You definitely need a reality check. 
I suggest you do this by interning or getting a job in a bakery and you will see how things work. 
It's NOT like baking at home. Not even remotely.
It's hard work with long hours and even more so if you own your own place.

Yes, cupcake bakeries are trendy. They will go away at some point.


----------



## ed buchanan (May 29, 2006)

Remember the Hula Hoop? In this economic enviorment forget it. Even experienced bakers are finding it difficult to keep shop open . Watch Cake Boss on TV. You cant get $5.00 to $10. for a cupcake per person but you can for a wedding cake.


----------



## chefelle (Feb 17, 2007)

I echo the sentiments of both Ed and Annie.

I am a patisserie owner and operator. I do a full from scratch, hand made product line with the finest quality ingredients. If it wasn't for wholesale dessert accounts and wedding cakes I'd have to shut my doors.

Hiring staff to do things that you don't want to do isn't really an answer. Labour costs can kill a bakery....and definitely eliminate any profit margins you might make. If you hire a cake decorator to do wedding cakes only....they are going to want a hefty amount of money per hour.....and wedding cakes take ALOT of time and space....your profit margin would go right out the window. 

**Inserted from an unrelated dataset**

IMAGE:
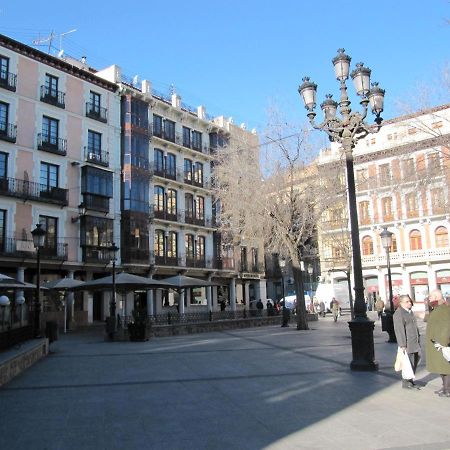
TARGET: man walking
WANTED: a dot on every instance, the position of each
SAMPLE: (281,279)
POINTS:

In order to stay in business...and get people through your doors...sometimes you have to make product you have no interest in whatsoever. For example...I definitely wanted to do from scratch croissants, brioche, and focaccia. But I had no interest in traditional breads and rolls. I found out pretty quickly that while there was a market for what I wanted to make....I had no choice but to give in and make the traditional breads that the public demanded. I had to start making cookies...and not fun and interesting cookies but your run of the mill peanut butter, chocolate chip...and so on and so on. I appeased myself by making the best breads and cookies I was capable of making. If I was going to do it...I was REALLY going to do it and do it well. These were concessions I had to make in order to build and maintain a customer base. People were square nuts in this area.....if I didn't make squares then I didn't get to sell my madeleines, my fancy cakes and cupcakes, my gateaux, and my choux paste creations. It was all a tradeoff. When you own your own business you indeed do have a boss--THE CUSTOMER....and they determine what you make and don't make. Because if you stick to only what YOU want to make...you may end up throwing out alot of wonderful product and putting a for sale sign on your door. 

Ed is right--in this market profit margins are very, very slim...and you NEED experience in all aspects of running a business and restaurant in order to make it.

Not to discourage you...but I had everything going for me going into this venture...I had commercial baking experience, a strong business background...I KNEW what I was getting into. And STILL in the end I feel I was unprepared for the realities of owning and running my own bakery. 

Another thing that people fail to realize is working as a chef can consume your whole life....but when you are a chef/owner....you REALLY have no life. Seriously. You don't own the bakery....the bakery owns you.

I would not recommend owning a bakery to anyone. And the pastry chef who trained me...a brilliant man who owned and operated a very successful and award winning bakery tried to tell me the same thing. I love what I do....but there's a huge difference between working as a pastry chef FOR someone (and that's an extremely demanding and difficult job in itself!) and owning and operating one. Finances are usually such that as an owner you can't afford to hire additional staff so you have to wear all hats yourself. Some you may be good at...others you may not...but regardless you have to GET GOOD AT IT. It's far more than just showing up to work and baking...which by the way for me means 15 hours of straight baking alone EVERY DAY. That's just the beginning of the work. And that's the beginning of the work with one full time staff member and one part time to help me. 

I don't have any children...but I do have a husband and two dogs. I rarely see them. I usually stumble home long enough to get a few hours sleep and go back to the shop again. 

Please...I don't mean to discourage you or sound negative. But you asked for a reality check....THIS is the reality of what you are considering.

Okay...back to wedding cakes now....


----------



## chefelle (Feb 17, 2007)

By the way--the reason why I opened my own bakery was because there were no jobs for pastry chefs where I live. I worked the only pastry chef job in this area for a year before being laid off due to the fact that due to poor economic times the owner could no longer afford me. So I opened my own bakery and created my own job. IF there was a decent paying pastry chef's job here on the island...or within driving distance...I'd close my shop in a heartbeat and go and work for them.


----------



## ed buchanan (May 29, 2006)

VERY WELL SAID!!:roll:. Here in Palm Beach, they are always looking for good pastry chefs,There are a lot of private country clubs here.


----------